I'm not saying there is, nor am I going to take the time to do the author's work for them, rather I am saying this report is not fully validated which feels like a dangerous precedent to set with what will likely be an influential blog post in the LLM VR space moving forward.
IMO the idea of PoC || GTFO should be applied more strictly than ever before to any vulnerability report generated by a model.
The underlying perspective that o3 is much better than previous or other current models still remains, and the methodology is still interesting. I understand the desire and need to get people to focus on something by wording it a specific way, it's the clickbait problem. But dammit, do better. Build a PoC and validate your claims, don't be lazy. If you're going to write a blog post that might influence how vulnerability researchers conduct their research, you should promote validation and not theoretical assumption. The alternative is the proliferation of ignorance through false-but-seemingly-true reporting, versus deepening the community's understanding of a system through vetted and provable reports.

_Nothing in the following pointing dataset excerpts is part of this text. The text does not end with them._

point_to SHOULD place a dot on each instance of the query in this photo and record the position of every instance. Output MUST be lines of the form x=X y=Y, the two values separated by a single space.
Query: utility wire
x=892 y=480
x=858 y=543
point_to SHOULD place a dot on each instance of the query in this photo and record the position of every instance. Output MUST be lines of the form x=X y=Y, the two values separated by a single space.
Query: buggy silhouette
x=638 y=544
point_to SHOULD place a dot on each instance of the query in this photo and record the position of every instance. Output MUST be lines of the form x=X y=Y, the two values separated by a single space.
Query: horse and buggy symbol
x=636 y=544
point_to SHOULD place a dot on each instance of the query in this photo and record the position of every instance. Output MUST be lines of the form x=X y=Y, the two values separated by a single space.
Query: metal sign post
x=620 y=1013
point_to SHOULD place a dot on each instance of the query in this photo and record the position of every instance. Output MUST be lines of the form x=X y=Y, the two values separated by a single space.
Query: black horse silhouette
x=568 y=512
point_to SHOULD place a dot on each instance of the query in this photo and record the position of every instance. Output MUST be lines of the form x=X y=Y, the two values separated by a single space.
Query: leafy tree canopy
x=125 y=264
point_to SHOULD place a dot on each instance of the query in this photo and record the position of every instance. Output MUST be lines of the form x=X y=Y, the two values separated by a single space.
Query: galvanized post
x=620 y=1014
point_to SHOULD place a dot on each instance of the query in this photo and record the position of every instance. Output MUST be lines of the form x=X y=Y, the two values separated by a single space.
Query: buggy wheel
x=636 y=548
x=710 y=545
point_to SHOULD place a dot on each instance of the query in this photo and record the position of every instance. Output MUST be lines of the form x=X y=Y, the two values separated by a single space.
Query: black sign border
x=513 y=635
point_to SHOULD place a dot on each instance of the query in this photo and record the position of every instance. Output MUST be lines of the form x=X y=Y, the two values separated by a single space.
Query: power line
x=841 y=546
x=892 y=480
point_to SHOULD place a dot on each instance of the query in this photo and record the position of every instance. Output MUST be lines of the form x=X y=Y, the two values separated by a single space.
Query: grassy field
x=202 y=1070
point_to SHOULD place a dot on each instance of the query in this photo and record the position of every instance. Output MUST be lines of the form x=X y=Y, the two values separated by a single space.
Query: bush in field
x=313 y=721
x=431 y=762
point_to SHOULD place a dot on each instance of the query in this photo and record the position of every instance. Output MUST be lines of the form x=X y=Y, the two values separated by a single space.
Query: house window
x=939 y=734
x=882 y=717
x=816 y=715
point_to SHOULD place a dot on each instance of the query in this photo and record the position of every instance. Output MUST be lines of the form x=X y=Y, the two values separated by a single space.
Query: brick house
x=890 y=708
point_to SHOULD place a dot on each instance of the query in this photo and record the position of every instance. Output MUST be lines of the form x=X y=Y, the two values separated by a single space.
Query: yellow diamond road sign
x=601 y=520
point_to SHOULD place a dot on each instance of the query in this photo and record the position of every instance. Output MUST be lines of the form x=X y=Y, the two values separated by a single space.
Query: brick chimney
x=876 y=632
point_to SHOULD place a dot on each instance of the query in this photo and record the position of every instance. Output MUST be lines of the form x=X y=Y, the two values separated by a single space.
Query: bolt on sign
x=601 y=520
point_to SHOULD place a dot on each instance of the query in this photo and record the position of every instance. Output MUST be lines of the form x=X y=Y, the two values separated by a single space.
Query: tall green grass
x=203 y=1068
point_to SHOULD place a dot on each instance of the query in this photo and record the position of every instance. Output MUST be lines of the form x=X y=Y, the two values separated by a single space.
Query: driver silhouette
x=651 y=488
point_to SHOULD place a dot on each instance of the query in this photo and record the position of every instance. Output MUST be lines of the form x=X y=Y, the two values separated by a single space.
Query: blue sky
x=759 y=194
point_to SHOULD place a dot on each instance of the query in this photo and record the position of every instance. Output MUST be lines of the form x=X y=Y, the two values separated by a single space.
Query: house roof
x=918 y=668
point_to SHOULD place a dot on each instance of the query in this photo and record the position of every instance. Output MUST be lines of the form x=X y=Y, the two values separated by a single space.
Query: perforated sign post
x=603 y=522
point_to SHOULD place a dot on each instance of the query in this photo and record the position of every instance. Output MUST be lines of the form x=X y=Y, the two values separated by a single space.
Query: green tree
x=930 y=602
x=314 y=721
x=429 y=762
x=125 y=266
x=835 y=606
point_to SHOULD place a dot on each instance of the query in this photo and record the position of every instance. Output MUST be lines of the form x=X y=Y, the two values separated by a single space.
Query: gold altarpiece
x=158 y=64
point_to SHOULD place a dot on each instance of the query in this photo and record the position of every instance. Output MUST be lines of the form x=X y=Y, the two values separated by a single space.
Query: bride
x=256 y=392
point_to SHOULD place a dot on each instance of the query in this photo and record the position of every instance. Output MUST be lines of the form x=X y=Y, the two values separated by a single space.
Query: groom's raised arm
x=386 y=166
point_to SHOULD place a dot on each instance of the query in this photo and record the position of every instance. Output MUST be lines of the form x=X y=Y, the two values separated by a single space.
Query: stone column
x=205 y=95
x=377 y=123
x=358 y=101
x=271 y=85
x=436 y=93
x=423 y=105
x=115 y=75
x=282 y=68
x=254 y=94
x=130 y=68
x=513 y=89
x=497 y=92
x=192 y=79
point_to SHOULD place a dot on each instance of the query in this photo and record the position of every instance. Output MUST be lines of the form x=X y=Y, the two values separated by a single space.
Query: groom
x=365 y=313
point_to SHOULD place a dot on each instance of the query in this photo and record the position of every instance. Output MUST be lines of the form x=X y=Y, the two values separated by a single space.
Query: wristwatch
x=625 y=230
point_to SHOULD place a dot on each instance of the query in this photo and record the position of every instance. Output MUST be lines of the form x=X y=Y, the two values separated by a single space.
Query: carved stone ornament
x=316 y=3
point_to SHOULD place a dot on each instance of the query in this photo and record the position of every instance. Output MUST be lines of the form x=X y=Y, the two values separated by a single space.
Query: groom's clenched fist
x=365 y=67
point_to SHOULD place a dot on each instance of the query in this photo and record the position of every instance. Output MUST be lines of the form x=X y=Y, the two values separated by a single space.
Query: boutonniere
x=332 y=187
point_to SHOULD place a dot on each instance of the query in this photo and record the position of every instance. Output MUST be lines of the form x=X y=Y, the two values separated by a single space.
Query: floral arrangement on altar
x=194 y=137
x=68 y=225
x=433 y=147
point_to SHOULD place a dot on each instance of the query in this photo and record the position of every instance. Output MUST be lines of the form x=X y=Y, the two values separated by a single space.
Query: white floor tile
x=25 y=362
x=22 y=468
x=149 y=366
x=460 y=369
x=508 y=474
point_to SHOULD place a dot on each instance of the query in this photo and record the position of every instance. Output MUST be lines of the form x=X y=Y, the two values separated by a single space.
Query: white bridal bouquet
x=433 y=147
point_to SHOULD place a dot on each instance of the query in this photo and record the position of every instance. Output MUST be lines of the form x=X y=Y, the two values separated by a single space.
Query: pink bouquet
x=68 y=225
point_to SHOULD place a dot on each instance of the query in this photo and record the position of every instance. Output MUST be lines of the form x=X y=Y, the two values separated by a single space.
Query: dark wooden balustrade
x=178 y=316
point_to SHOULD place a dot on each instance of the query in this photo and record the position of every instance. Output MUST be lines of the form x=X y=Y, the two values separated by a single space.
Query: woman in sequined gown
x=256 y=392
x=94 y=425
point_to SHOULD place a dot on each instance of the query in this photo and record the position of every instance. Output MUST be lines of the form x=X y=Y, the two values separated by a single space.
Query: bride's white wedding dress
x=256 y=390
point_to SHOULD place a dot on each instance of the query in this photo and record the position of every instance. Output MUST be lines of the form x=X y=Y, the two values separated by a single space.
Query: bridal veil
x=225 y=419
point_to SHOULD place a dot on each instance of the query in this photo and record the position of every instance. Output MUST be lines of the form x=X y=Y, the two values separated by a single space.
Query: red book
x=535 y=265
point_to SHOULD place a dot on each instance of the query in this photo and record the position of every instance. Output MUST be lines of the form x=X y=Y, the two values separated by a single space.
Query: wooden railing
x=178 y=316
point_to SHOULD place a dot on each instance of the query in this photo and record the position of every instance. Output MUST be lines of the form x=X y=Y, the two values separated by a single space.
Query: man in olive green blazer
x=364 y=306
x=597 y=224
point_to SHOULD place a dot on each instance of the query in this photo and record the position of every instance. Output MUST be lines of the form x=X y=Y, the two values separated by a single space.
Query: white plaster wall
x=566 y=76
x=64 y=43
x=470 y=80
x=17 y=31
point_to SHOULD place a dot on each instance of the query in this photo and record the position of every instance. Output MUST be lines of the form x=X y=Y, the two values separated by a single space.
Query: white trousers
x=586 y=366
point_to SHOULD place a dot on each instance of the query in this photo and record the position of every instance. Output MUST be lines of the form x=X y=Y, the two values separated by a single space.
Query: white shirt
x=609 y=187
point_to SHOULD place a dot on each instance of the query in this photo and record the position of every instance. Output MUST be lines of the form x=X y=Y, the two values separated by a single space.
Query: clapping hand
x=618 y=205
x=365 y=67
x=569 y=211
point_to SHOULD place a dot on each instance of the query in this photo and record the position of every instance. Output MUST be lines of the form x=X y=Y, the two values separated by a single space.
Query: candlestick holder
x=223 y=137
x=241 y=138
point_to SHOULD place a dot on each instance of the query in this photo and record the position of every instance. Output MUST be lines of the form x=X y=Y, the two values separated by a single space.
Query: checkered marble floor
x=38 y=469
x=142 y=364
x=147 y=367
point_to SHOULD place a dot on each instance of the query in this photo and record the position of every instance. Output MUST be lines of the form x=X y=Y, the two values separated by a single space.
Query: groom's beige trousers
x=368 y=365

1) If it is actually a UAF or if there is some other mechanism missing from the context that prevents UAF. 2) The category and severity of the vulnerability. Is it even a DoS, RCE, or is the only impact causing a thread to segfault?
This is all part of the standard vulnerability research process. I'm honestly surprised it got merged in without a PoC, although with high profile projects even the suggestion of a vulnerability in code that can clearly be improved will probably end up getting merged.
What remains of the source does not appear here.